The US Navy's fight to buy 52 variants of its littoral combat ship (LCS) from two shipbuilders may have taken a fatal blow this week after the secretary of defense directed the service to cap its buy at 40 ships and pick only one supplier. The directive also orders the Navy to buy only one ship annually over the next four years, down from three per year.
Defense Secretary Ash Carter, in a Dec. 14 memo to Navy Secretary Ray Mabus, told the Navy to "reduce the planned LCS/FF procurement from 52 to 40, creating a 1-1-1-1-2 profile, for eight fewer ships in the FYDP, and then downselect to one variant by FY 2019."
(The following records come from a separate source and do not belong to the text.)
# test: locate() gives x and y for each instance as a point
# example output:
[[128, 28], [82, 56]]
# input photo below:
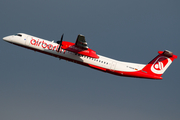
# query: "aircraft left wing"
[[81, 42]]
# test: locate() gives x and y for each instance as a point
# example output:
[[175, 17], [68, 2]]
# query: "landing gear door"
[[113, 66]]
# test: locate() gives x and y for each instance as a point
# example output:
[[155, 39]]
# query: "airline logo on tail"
[[160, 65]]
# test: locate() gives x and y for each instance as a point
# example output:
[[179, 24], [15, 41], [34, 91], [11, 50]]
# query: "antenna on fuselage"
[[60, 42]]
FF is a Navy designation for frigate. Beginning with LCS 33, the Navy is planning to build a more heavily-armed LCS variant with the FF designation — the result of a 2014 directive from then-Defense Secretary Chuck Hagel to produce a more powerful ship.
The "1-1-1-1-2" profile would provide for one ship each year in 2017-2020 and two ships in 2021, the end of the current future years defense plan (FYDP).
Carter, in the Dec. 14 memo, directs the Navy to reallocate savings from the LCS/FF cuts to buy more F/A-18 and F-35 aircraft, more SM-6 surface-to-air missiles, and support Virginia Payload Module (VPM) development for future Virginia-class submarines. The VPM is an extra hull section that would be built into Block V submarines and mount four large vertical payload tubes.
The directive to cut the LCS comes in the face of strenuous Navy objections. The service has argued that building a ship takes much longer than ordering a new aircraft or missile.